As we get closer to my sons’ first birthday (now less than two weeks away, can you believe it?!), I find that, rather than feeling excited about this milestone in their lives, I am reflecting on far less happy thoughts. When I think back on this time a year ago, I find myself thinking less about how happy I was to finally be a mother and more about how miserable I felt physically and how anxious I felt mentally in the two weeks leading up to their birth.
I know that a lot of parents like to tell their children their birth stories on their birthdays. I don’t see myself doing that because their birth story isn’t entirely a happy memory for me. Certainly it’s happy in the sense that I was overjoyed to welcome my sons into the world and relieved that they were healthy and did well, despite being almost six weeks early. But it was far from the ideal birth experience I think most mothers would hope for.
Although my pregnancy with the boys was far from easy, I had had relatively few complications (apart from gestational diabetes) until I awoke in the early morning hours of January 5--the day after I hit 32 weeks--with a bad headache. A trip to the OB showed that my blood pressure had started to climb, and that was the start of preeclampsia, although I didn't know it at the time. All I knew then was that I'd be on bed rest, and off work, for the duration of my pregnancy.
No one wants to *have to* deliver because she is sick and because it is literally killing her to continue her pregnancy. No one wants to deliver at 34 weeks. No one wants to see her sons only briefly, in a drug-induced haze, during the first hours of their lives, rather than having the opportunity to hold them close and count all their fingers and toes. No mother wants to spend the first couple of days after the birth of her children separated from them, or to leave the hospital without them.
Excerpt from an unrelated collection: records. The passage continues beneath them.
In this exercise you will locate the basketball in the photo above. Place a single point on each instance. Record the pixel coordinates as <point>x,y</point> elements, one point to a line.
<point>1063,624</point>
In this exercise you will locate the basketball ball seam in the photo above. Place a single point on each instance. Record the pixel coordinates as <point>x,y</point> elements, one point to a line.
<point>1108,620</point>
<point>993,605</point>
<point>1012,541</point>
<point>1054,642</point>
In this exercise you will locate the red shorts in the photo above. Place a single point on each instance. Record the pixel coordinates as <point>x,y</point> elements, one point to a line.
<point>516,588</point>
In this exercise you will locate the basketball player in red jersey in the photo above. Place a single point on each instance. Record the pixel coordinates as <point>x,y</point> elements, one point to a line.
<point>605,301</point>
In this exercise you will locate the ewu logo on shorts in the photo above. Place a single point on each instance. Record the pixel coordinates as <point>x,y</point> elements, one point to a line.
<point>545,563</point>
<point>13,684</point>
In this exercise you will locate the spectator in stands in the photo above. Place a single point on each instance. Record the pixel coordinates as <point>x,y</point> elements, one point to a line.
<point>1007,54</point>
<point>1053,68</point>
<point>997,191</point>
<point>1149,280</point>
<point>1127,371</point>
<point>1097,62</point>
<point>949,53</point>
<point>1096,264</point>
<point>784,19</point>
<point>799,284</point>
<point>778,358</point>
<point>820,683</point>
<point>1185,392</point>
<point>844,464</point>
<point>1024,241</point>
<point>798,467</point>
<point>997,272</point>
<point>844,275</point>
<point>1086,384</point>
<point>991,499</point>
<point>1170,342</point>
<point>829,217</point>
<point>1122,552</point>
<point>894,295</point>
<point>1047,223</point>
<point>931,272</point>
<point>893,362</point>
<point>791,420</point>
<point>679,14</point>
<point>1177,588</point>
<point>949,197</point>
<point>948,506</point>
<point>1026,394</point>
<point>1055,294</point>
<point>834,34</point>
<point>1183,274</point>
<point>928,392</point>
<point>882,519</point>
Actually, I kind of hate hearing or reading other people’s birth stories because of the fact that mine isn’t the happy story I wish it had been. It isn’t something I dwell on or think of often—fortunately for me, I always saw pregnancy and delivery as more of a means to an end than as goals in and of themselves—but when I do think of it, it’s not something I really enjoy thinking of.
I don’t like that I feel this way, and I hope that these feelings will not persist throughout my sons’childhood. I have always loved celebrating my birthday—still do, at almost 42(!) years of age—and I want AJ and MJ to think of their birthday as a happy day, too. To me, your birthday is the one day of the year that is all about you.
I hope that the older my sons get, the more I will be able to celebrate their presence in my life on their birthday, celebrate THEM, and the less I will think about the actual day of their birth.